Scientist turned artist
UB president JB Bautista said the whole UB is excited to welcome back one of their esteemed alumni.
“Minnie has already made the University proud with her achievement as the first woman technician of Radio Philippines Network and with her stints in NASA (National Aeronautics and Space Administration) and the University of Maryland Physics and Astronomy Department in the US. For her to excel in a totally different field—going from science to the arts—is remarkable. She is truly an inspiration not only to students of Baguio but every Filipino in general,” he said.
This isn’t Crouse’s first homecoming to UB. In 1974, she came back to donate machines, tools and manuals which she collected from different Universities to the Department of UB. However, it was only late last year that she got to revisit the school again, which in her time was called the Baguio Technical & Commercial Institute.
“I was on a personal trip last year when I thought of dropping by UB, my alma mater. President JB was kind enough to meet me and we came up with the idea of having this exhibit and film showing here.

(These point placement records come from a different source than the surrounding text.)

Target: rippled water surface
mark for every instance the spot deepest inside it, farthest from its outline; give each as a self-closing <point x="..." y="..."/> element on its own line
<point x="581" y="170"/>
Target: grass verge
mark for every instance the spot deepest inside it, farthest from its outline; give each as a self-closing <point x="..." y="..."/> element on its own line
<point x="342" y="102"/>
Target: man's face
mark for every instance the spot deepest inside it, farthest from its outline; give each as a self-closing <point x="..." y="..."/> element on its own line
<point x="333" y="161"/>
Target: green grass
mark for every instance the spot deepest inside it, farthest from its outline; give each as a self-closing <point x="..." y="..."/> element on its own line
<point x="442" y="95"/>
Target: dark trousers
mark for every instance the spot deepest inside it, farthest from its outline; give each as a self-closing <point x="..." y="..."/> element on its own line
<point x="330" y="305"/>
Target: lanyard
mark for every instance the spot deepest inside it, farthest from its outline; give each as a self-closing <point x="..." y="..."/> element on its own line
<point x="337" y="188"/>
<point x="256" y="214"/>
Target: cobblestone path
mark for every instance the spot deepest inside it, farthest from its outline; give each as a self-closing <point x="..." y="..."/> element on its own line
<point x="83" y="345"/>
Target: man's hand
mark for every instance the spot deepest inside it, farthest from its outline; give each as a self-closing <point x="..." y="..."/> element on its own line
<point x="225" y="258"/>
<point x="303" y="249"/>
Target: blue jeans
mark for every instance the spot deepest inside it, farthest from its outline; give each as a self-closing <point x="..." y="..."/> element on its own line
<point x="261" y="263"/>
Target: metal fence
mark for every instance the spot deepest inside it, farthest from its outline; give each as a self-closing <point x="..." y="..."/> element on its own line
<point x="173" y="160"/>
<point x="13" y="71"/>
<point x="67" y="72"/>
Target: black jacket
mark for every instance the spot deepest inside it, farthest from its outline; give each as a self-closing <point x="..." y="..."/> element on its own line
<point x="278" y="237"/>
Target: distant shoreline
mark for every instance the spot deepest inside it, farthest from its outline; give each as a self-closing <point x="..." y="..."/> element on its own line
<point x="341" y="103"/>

This is a dream come true for me, to be able to come back and share my life’s works in the city where I first began to dream,” she said.
The 65-year-old mother of two is a latecomer in the film industry, completing her first film at age 56. Her foray in the arts and filmmaking came after a series of challenges in her life, which prompted her to return to the Philippines after living in the United States of America for over 30 years.
Survivor and Fighter
She began a new life in Siquijor, where she is known as a staunch advocate of the arts and the environment, as well as the founder of the Olang Arts Park, the first and only arts park in the island.
She had been a target of harassment for her involvement in anti-mining campaigns. Some even called her the Erin Brokovich of the Philippines for her expose‘s against mining, but nothing seemed to keep her from pushing for her advocacies.
“I have gone through a lot in my life, in fact, I am due for a third hip replacement and a surgery for a brain tumor, but I’m still standing up, positive, and eager to fight. I am not fading away from this world without bringing back something to the country,” she shared.
Crouse suffered a debilitating car accident in 1988 that required her to get an artificial hip. This injury, coupled with the disintegration of her marriage, led her into depression.
To “heal” from her devastating experiences, Crouse lived independently and took on new roles as an aspiring filmmaker and a goodwill ambassador for the Department of Tourism, a work that would eventually bring her to Siquijor.
Then in 2007, before her third hip replacement, she was found to have a tumor in a sensitive part of her brain that could lead to blindness. Before this, she was also diagnosed with a rare bone disease called Avascular Necrosis or “cellular death of bone.”
These medical and personal challenges, however, only made her stronger and more urgent in fulfilling her goals. In fact, she also volunteered to become a subject for experimentation on a study about joints by a group of doctors at Johns Hopkins University Hospital in Baltimore, Maryland.
Through her exhibit and film showing, dubbed “Beyond My Dreams: The Life and Vision of Minnie Solomon Crouse,” she hopes to further inspire the young and old of Baguio to continue pursuing their dreams, no matter how hard life can get. She also hopes this would be the start of more projects in Baguio, as she has missed the City very much. (Contributed Article)
Published in the Sun.Star Baguio newspaper on February 14, 2012.